Unemployment or a lack of economic opportunity could pose Ghana’s biggest risk in 2026, even as short-term price pressures show signs of easing. This is followed by technological disruption and insufficient public services, including infrastructure, according to the World Economic Forum’s Global Risks Report 2026.
The report, which is informed by responses from business executives under the Executive Opinion Survey 2025, signals growing concern that Ghana’s economic recovery is yet to translate into broad-based job creation, particularly for the country’s youthful labour force.
Analysts say persistent unemployment threatens household incomes, consumer demand, and long-term productivity, raising risks to economic and social stability.
Ranked second on Ghana’s risk profile are the adverse outcomes of artificial intelligence technologies, reflecting unease over the speed of digital transformation relative to skills development, regulatory readiness, and labour market adaptability.

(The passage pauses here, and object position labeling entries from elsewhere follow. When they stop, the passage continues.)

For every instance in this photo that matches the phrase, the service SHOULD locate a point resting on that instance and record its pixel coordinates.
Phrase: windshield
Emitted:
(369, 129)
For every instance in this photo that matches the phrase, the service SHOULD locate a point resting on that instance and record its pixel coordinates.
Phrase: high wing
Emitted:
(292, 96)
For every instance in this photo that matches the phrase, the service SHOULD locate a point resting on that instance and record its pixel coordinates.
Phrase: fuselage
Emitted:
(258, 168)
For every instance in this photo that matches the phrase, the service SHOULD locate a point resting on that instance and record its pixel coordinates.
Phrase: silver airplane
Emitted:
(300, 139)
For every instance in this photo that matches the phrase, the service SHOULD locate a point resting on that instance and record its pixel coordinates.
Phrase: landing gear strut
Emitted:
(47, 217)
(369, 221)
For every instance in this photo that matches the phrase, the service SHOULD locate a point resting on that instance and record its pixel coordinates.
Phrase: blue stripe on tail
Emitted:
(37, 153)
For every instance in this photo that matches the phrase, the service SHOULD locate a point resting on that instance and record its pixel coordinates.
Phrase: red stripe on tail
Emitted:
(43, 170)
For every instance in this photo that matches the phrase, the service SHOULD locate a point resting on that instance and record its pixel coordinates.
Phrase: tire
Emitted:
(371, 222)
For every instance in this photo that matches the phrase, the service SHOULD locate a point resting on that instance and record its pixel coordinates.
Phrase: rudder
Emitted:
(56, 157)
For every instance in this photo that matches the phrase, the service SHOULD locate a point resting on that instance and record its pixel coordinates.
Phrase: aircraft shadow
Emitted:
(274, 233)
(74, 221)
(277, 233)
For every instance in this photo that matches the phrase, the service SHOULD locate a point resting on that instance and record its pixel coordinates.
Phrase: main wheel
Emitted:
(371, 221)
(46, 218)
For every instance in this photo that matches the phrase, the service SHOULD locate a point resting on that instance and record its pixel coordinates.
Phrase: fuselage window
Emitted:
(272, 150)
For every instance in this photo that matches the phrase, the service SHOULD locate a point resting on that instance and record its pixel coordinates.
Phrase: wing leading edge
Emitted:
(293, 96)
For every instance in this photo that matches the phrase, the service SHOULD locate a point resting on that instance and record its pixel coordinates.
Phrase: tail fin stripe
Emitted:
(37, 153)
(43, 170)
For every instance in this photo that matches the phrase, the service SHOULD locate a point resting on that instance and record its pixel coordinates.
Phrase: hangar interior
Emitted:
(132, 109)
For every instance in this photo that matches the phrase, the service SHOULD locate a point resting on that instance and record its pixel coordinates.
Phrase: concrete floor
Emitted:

While technology presents opportunities for efficiency and growth, the report suggests that without targeted reskilling and strong governance frameworks, automation could displace jobs and widen inequality.
The assessment also places insufficient public services and social protection among Ghana’s top risks, highlighting sustained pressure on healthcare, education, transport infrastructure, and pension systems.
This comes at a time when fiscal consolidation limits public spending, even as population growth and urbanisation increase demand for essential services.
A decline in health and well-being further underscores the link between social outcomes and economic performance, with weaker health systems translating into lower labour productivity and higher household costs.
Although inflation has moderated from recent peaks, it remains among the country’s key risk factors, reflecting lingering sensitivity around the cost of living and business planning certainty.
The World Economic Forum notes that addressing these risks will require a shift from short-term stabilisation towards employment-led growth, human capital development and resilient public service delivery.